1) It seems that day_of_week have a positive impact for the business. The busiest days of the week for sales on HA shop are Thursday and Friday, lowest days for sale are Saturday and Sunday.
2) Geographic influences: Ontario was the biggest contributor to sale revenues in September, the second contributor is British Columbia. Northwest Territories and Yukon were recorded the lowest sale revenues.
3) Discounts affect to sales revenues: from the Total Order vs Total Discount graph we clearly see that if discounts help to increase sale revenue. Because the discounts attract more people, you have more potential buyers for other items in your store, as most people will look around to see what you offer before making a purchase.
4) According to most purchased item by date graph, we see Deal of The Day(PID388713) is most purchased item, it is also clearly that discount/promation help to boost sales revenue.
Top 5 best-selling items in September: 1. PID388713 Deal Of The Day
2. PID63008 Free Sativa Pre-Rolled Joint
3. PID63009 Free Indica Pre-Rolled Joint
4. PID983545 200mg THC Assorted Gummies (Sugar Jack’s)
5. PID1746535 Free THC Snack Pack
* Top 5 daily best-selling items: 1. PID388713 Deal Of The Day 2. PID983545 200mg THC Assorted Gummies (Sugar Jack’s)
3. PID63008 Free Sativa Pre-Rolled Joint 4. PID4505 Death Bubba - 28g 5. PID63009 Free Indica Pre-Rolled Joint
Recommendations for HA:
* First-time shopping offers: Offering introductory discounts, or have specials such as buy 2-get-1-for half-price or free gift for the first three purchases. Especially, we should have exclusive promotion programs in specific province such as: Yukon and Northwest Territories to attract new customers and increase sale in these province.
* Loyalty program: We can offer exclusive discounts or promotions to customer base — they’ll feel both excited and valued. Example, we can have monthly reward (platinum reward, gold reward, sliver reward) for customers who spent more than $C2,000, $C1500, $C500…
* Get rid of old inventory.: We can sell popular and less popular products together to get rid of old inventory. Try creating kits that include less popular but related products to sell more of inventory.
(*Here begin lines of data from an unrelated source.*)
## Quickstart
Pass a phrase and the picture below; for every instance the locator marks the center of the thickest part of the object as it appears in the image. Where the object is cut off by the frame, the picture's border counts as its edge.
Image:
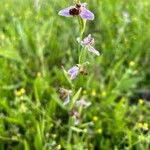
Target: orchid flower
(77, 10)
(73, 72)
(88, 42)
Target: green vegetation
(35, 42)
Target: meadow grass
(35, 42)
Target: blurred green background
(35, 42)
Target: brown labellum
(76, 10)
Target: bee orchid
(77, 10)
(73, 72)
(88, 42)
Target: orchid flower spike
(77, 10)
(73, 72)
(88, 42)
(65, 95)
(83, 103)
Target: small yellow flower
(99, 131)
(141, 101)
(93, 93)
(58, 147)
(131, 63)
(95, 118)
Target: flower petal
(93, 50)
(84, 4)
(67, 100)
(73, 69)
(73, 72)
(88, 40)
(65, 12)
(74, 75)
(86, 14)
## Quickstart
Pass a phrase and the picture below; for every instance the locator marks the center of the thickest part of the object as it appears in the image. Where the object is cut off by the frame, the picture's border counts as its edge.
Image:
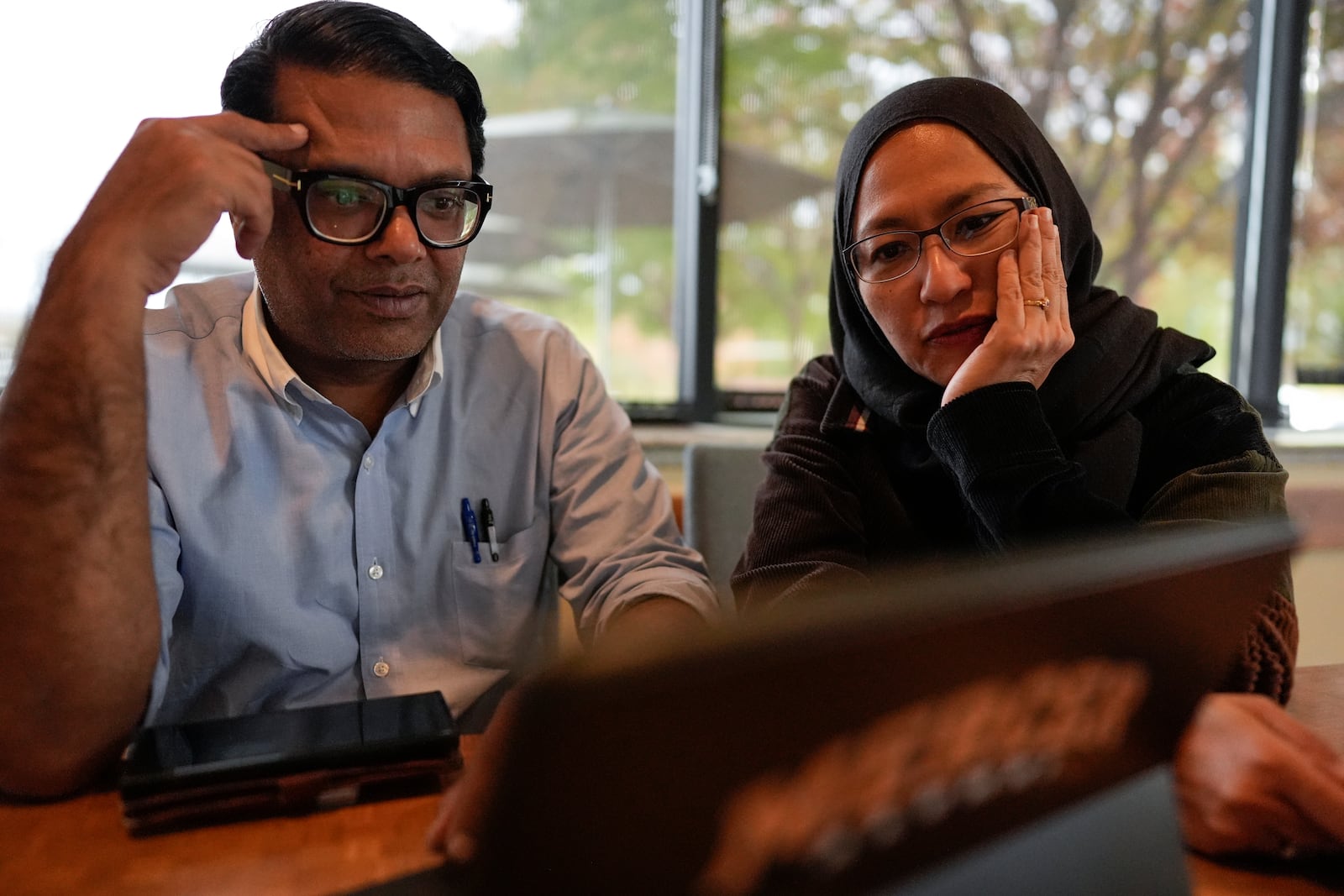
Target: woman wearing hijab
(985, 392)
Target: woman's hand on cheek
(1027, 338)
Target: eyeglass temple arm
(281, 176)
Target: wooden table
(80, 846)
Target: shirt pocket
(504, 611)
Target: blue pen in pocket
(474, 532)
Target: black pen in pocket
(488, 519)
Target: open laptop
(990, 726)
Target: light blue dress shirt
(302, 562)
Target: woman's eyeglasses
(979, 230)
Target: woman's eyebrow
(951, 204)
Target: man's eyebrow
(360, 170)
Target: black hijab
(1120, 355)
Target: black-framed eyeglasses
(351, 211)
(979, 230)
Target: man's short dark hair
(342, 38)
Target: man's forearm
(78, 598)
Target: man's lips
(391, 300)
(967, 328)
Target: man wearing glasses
(360, 479)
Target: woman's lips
(967, 331)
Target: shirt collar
(261, 349)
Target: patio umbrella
(578, 167)
(606, 170)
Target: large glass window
(1314, 338)
(1144, 102)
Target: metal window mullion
(1274, 100)
(696, 215)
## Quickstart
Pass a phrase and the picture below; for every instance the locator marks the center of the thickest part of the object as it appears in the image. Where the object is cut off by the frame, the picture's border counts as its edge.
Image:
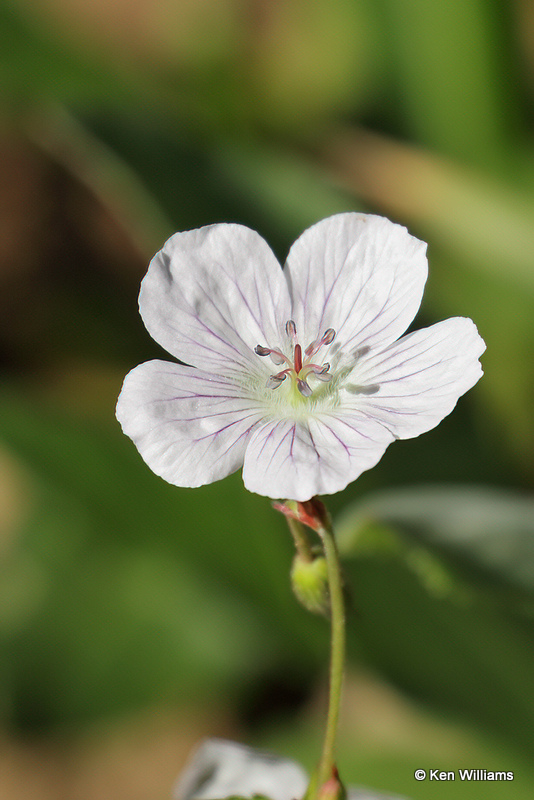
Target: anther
(303, 387)
(275, 380)
(328, 336)
(291, 328)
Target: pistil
(299, 369)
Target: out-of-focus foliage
(122, 121)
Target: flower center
(299, 366)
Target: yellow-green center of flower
(300, 365)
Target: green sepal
(309, 580)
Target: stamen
(278, 358)
(298, 358)
(274, 381)
(328, 336)
(303, 387)
(291, 329)
(299, 368)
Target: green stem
(337, 652)
(301, 539)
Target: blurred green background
(135, 616)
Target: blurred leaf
(452, 65)
(490, 531)
(145, 591)
(465, 652)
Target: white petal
(359, 274)
(211, 295)
(189, 426)
(297, 460)
(221, 769)
(416, 382)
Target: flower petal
(359, 274)
(190, 427)
(416, 382)
(297, 460)
(211, 295)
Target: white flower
(298, 374)
(221, 769)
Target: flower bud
(309, 580)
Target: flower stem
(337, 651)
* Volume discounts: The more you buy, the more you save! Offering discounts for wholesale buying helps store gets rid of some inventory, sells more items, and keep customers happy.
* Weekend special offer campaigns: We see that total order volume is lowest on Saturday and Sunday. Offer a weekend-only to boost more sales in the weekend. Customers only get those offer on Saturday, or Sunday.